Two months before, Lewrie's frigate had taken an easy, and rich, French prize near the enemy-held island of Guadeloupe, in the midst of confounding and capturing Lewrie's old nemesis, the fearsome Guillaume Choundas. Proteus had sailed as an 'independent ship' with Admiralty Orders fetched out by Foreign Office secret agents; the Honourable Mr. Grenville Pelham, an officious, over-vaunting twit, and his much abler aide, ex-Captain of Household Cavalry Mr. James Peel. Their mission, which everyone but Pelham could charitably call a 'right cock-up' of a scheme, had been to discomfit Choundas and the French, first off; find a way to regain possession of the vast wealth of the French colony of Saint Domingue on Hispaniola from the victorious slave rebellion led by Toussaint L'Ouverture, second; then drag the Americans and their spanking-new Navy hooting and hollering into a declared war with the French. Or, run the Yankees out of the Caribbean if they didn't jump through the right hoops. The prize had been icing on the cake.

Lewrie had left their prize safely at anchor in Prince Rupert Bay, in the hands of the local Admiralty Court, with six crewmembers off Proteus for her Harbour Watch. Not two weeks later, though, their prize had vanished! The dimwits of the Dominica Prize Court had flung up their shoulders and mumbled, 'Well, it's a myst'ry!' but the prize, her bonded cargo, and his five sailors and one midshipman were missing with her. Lost, absconded…

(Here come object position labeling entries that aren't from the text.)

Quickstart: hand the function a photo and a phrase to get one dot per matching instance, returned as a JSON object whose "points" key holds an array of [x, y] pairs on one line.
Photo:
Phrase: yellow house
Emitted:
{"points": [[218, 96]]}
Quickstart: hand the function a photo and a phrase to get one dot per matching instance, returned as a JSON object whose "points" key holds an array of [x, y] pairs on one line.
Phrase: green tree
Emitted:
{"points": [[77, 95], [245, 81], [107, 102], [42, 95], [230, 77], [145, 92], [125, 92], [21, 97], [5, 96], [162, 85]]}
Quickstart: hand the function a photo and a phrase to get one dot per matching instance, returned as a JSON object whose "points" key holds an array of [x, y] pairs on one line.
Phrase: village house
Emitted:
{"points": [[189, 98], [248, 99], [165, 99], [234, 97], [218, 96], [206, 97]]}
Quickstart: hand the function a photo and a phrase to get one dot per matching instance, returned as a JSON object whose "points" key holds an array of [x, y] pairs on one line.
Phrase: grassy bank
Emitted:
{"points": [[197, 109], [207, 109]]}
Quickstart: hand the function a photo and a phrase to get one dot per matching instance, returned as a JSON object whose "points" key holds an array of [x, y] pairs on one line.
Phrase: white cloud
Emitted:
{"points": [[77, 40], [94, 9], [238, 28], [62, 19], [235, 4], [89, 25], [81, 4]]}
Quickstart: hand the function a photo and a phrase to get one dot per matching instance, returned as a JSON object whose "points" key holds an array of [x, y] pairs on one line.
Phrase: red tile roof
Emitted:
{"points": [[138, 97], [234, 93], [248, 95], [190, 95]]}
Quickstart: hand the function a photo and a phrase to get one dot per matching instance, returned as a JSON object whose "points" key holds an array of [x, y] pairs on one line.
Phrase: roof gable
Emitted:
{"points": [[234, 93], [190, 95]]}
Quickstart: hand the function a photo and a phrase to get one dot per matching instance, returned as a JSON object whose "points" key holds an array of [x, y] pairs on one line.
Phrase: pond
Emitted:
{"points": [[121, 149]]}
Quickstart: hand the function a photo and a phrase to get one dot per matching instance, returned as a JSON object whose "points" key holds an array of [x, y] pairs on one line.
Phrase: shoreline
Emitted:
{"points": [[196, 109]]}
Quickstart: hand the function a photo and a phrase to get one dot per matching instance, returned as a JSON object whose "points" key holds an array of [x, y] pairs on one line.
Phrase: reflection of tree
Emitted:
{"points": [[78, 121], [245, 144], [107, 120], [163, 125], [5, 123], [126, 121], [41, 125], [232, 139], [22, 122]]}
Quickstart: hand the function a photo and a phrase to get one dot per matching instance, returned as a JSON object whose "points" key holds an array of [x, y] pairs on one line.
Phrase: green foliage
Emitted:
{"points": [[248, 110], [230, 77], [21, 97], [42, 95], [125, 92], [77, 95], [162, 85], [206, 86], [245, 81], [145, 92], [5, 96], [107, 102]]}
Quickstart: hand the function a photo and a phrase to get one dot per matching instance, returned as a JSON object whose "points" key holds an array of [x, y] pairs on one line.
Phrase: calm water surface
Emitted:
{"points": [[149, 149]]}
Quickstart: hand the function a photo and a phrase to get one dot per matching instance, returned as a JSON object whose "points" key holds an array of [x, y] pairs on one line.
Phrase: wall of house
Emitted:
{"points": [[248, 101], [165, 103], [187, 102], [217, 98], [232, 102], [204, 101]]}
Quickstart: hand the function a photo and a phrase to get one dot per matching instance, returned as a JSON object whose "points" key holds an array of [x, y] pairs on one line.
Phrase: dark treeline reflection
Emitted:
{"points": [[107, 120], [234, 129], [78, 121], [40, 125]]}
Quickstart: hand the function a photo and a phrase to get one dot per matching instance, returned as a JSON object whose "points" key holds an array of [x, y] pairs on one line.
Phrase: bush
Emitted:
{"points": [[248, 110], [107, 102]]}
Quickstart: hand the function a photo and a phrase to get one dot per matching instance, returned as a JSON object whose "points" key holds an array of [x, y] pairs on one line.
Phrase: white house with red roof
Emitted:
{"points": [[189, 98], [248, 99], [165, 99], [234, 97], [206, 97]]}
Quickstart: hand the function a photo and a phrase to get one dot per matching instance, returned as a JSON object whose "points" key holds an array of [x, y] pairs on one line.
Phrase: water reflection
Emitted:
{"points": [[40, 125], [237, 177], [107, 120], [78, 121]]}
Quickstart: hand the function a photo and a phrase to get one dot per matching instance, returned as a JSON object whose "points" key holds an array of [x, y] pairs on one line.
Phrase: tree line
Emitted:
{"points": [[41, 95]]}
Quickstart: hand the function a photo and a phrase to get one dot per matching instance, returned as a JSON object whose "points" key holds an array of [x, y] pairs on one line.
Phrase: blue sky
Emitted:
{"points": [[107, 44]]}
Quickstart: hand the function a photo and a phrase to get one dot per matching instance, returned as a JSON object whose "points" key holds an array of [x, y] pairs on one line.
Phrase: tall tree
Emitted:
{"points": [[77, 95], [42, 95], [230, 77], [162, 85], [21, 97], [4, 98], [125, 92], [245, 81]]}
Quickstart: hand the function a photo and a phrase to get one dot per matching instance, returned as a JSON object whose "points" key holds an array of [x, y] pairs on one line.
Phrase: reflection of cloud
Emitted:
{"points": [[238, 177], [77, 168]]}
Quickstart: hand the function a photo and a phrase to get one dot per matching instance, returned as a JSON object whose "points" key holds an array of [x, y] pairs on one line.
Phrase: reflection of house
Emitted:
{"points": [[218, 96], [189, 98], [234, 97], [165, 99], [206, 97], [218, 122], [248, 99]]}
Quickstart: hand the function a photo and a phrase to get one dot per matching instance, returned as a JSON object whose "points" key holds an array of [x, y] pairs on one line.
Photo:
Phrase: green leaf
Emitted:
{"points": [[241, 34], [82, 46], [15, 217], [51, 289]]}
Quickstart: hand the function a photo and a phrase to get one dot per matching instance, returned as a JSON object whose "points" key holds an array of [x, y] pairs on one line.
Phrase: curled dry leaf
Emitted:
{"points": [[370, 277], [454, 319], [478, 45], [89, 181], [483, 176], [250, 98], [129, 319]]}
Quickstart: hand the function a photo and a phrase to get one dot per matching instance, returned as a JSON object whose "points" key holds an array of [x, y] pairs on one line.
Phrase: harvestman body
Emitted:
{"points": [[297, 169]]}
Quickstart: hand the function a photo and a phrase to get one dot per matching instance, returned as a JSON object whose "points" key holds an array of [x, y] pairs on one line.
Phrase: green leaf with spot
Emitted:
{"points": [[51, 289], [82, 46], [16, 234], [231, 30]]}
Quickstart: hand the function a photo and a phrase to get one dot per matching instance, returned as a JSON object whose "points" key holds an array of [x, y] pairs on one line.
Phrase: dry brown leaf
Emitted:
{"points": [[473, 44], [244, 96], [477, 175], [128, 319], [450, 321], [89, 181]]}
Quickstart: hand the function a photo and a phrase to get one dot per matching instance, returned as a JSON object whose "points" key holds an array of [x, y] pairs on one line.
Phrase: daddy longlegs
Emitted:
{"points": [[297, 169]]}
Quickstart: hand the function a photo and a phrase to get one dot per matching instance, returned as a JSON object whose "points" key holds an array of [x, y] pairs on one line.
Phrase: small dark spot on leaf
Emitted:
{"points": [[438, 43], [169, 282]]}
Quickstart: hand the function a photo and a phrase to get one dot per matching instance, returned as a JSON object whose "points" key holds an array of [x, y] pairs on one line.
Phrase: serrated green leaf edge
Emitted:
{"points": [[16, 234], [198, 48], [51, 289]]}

Had she been left at Antigua and auctioned off, she might have fetched them all over ?15,000, and would still have safely been there!

The eternally sozzled incompetents of the Dominica Court admitted that a man claiming to be the prize's Quartermaster's Mate had come ashore at the sleepy port of Roseau, sculling a boat by himself, saying that, if a certain time period had elapsed without Proteus's return to Dominica, his captain had left verbal orders to sail her to the court at Antiqua, to which Roseau's court was ancillary. They'd been so lax in their dealings, they couldn't even adequately describe him, but… they'd let him sail, anyway, the thoughtless clods!

Lewrie had left Midshipman Burns, his Bosun's Mate Mr. Towpenny, three other hands, and Quartermaster's Mate Toby Jugg aboard the prize.

And Toby Jugg was a man to be leery of.

After all, they'd pressed him off a Yankee brig engaged in smuggling arms to the French, and rebel slaves on Saint-Domingue, in the Danish Virgins the year before. American certificates of citizenship-either forged, false, or merely purchased from Yankee consuls-bedamned, Jugg had appeared as British as John Bull, and liable to the press, no matter where he was found. Jugg's plaint of an impoverished wife and daughter on Barbados had prompted Lewrie to suggest Jugg take the guinea Joining Bounty, to forward on to support his wife and child. He'd even promoted the man to Able Seaman, then Quartermaster's Mate, but… if Toby Jugg had found a way to overpower, or beguile, the rest of the hands, been glib enough to get them to desert with the prize to an enemy port, where they'd be safe from capture in the future for the crime… sell her off for half her potential value, and 'go shares' so each would be rich and idle for life, well!

Had Jugg been aided by former 'associates' who'd slunk into the bay to wood and water, or look for an easy capture; had he encountered criminal 'jetsam' loafing ashore on Dominica, who'd put him up to it?

Dammit, Jugg had been the only Royal Navy Quartermaster's Mate in port, hadn't he? The court officers said the man had worn a Navy man's uniform, had an easy, gruff air of command about him as a Mate should, and sounded fluent in his English, so who else could it have been?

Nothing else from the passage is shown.